Charlie O’Donnell, a partner at Brooklyn Bridge Ventures and the event’s first demonstrator, was astounded by the turnout of the meetup.
“I think I probably went to the fifth or sixth New York Tech Meetup and we were a whopping 30 people,” Mr. O’Donnell told the audience. “Now I look at like five times the amount of people in the room at the second Queens Tech Meetup and it’s really unbelievable.”
Mr. O’Donnell spoke about his outlook on the future of the tech scene in New York and how he sees Queens fitting into it.
“A couple of years from now you’re going to be able to walk across the bridge and go to one of the preeminent engineering and applied sciences school in the country and the only place you can walk to from there is Queens,” Mr. O’Donnell said. “Obviously this is a transportation hub; it’s actually one of the few places that is convenient to get to via the G train.”

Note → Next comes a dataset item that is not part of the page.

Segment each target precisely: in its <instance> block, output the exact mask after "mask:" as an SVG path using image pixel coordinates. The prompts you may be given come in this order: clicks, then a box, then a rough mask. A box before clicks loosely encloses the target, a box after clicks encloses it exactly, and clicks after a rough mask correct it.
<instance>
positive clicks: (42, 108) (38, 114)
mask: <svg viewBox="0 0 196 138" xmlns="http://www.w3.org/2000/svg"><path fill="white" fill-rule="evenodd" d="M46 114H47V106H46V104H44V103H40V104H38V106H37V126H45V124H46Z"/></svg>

Leighann Farrelly, community development manager at Skillshare, an online learning marketplace, shared a free lesson in teamwork with the audience through a tug of war match. But she also shared news about Skillshare’s collaboration plans with Coalition for Queens to provide affordable, high-quality tech education in areas such as computer programming, digital marketing and entrepreneurship on CUNY campuses in Queens.
“We’re starting to see people in need of tech skills, and if you go through the traditional education spectrum, they’re super expensive and not that accessible,” Ms. Farrelly explained. “We have the same mission as Coalition for Queens, which is that we need to provide people with more opportunities to be a bigger part of the New York tech scene.”
OKFocus, a full service digital agency run by Ryder Ripps and Jonathan Vingiano that’s notorious for PR stunts like that fake Kanye West site, was also in attendance. They demoed a new website called My Cat and I that detects cats in photos. The team explained that the site demonstrates OKFocus’ goal to create concept-driven work that stands out in function and design. Plus, the Internet’s affection for cats is well-documented.
Finally, it was Aereo’s turn. Nick Sallon, the startup’s director of content and business development, and Chris Mckay, Aereo’s customer service manager were both on hand to demo the subscription service that enables New York City residents to view locally broadcasted television streamed online. Aereo, introduced by Coalition for Queens founder Jukay Hsu as “a TV platform so disruptive everyone’s suing it,” recently won a dismissal of injunction brought against it in a lawsuit by 17 broadcasters including ABC, NBC and CBS.
A few months ago, Aereo’s CEO Chet Kanojia demoed his service to a packed house at the New York Tech Meetup in Manhattan, eliciting a roar of wild applause.
In Queens, the Aereo team showcased the service’s features and carefully addressed questions from the audience concerning the lawsuit. While they declined to provide much insight on the legal battle, Aereo’s representatives told the audience that the startup is considering plans for growth because of its recent lawsuit win. However, they haven’t yet decided which cities will be included in its expansion.
We just hope it’s not Kansas City, since getting Google Fiber first has undoubtedly spoiled them.
Correction: An earlier version of this post misstated that Aereo CEO Chet Kanojia was present at the Queens Tech Meetup and demoed the service. Betabeat regrets the error.